When there’s a 14th-century Arabic sex manual on the syllabus, there’s got to be some connection.
That’s exactly what Garrett Davidson hopes for his students: that they come to see what they have in common with a people and a culture that are so foreign to them. He wants those connections to lead his students to a more informed understanding of the Arab world and its cultures as a whole.
“It is very rewarding to see students engage with a text across so much time and space and connect with their very-distant authors and realize they have more in common with them than they first imagined,” says Davidson, assistant professor of Arabic and Islamic studies in the College’s Asian Studies Program. This past semester, he taught courses on Arabic cinema and Arabic literature – both with the same ultimate goal: to foster connections with a part of the world that students might otherwise not know.
“This is a region that’s very misunderstood,” says Davidson, adding that 21st-century American cinema hasn’t helped the matter. “Arabs tend to be villainized and dehumanized in Hollywood films. So, one of the goals is to humanize them for these students – to connect them to these societies in a way that challenges their perceptions.”
And what better way to make that connection than with movies?
“This course explores political and social issues that are very foreign to students – and in a very foreign environment. So, using a medium that they are so familiar with – that they are comfortable with – makes it more approachable,” says Davidson, noting that the course includes films from all over the Arabic world, from Morocco to Iraq, providing the perfect channel for exploring any number of political, historical and cultural issues. “These films are exposing them to important themes in modern Arab societies and cultures in ways they really connect with.”
Davidson knows that this kind of exposure to an unfamiliar world can change everything for a student. It’s what motivated one former student to follow up his Arabic cinema course with a semester in Morocco. It’s also what led Davidson himself to his passion for Arabic studies, particularly Arabic manuscripts.
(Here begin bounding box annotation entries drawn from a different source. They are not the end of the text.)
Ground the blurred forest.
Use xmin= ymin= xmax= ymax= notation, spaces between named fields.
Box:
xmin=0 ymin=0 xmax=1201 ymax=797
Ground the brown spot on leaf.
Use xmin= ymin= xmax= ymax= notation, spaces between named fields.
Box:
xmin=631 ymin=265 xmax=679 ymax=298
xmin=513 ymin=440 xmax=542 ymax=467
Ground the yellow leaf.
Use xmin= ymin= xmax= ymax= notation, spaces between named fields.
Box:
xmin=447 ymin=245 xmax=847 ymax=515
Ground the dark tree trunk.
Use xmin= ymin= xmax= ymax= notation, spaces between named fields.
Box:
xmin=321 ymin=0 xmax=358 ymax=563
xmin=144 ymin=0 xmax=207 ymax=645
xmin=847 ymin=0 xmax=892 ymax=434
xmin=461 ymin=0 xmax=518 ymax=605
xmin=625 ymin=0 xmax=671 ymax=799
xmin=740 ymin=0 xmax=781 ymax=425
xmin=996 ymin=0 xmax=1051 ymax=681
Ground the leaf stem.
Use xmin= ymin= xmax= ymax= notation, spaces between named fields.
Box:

“My interest started when I was an undergrad at the University of Washington. I became friends with some international students from Kuwait, and that exposure kind of led me to take a course in Arabic,” says Davidson, who went on to study at the University of Kuwait and the American University in Cairo and then live all over the Middle East – from Jordan and Saudi Arabia to Turkey and India. “Part of that was necessity: The manuscripts I study are primary sources that aren’t reproduced, so you have to go to them.”
But, as much as he treasures holding those 800-year-old texts in his own hands and following the handwritten histories scribed in the books’ margins, Davidson understands that sometimes you have to bring the text to the people. And that’s what he does for the students in his Arabic literature class.
“This course introduces students to Arabic literature with a survey of mostly classical works, with a little modern in there, too. It explores the more salient themes in Arabic literature in relation to their greater cultural and historical contexts,” he says. “It uses the text as a mirror of the society that produced it.”
And, sometimes what these texts reflect comes as a surprise to his students. Like that 14th-century sex manual, for example.
“It’s interesting to see how people in a different time and place thought about sex and their bodies,” says Davidson. “This text shows students that Arab culture was in many ways more open and honest about sex than even contemporary American culture is.”
It also shows students that Arab stories are human stories. And that is the fundamental connection.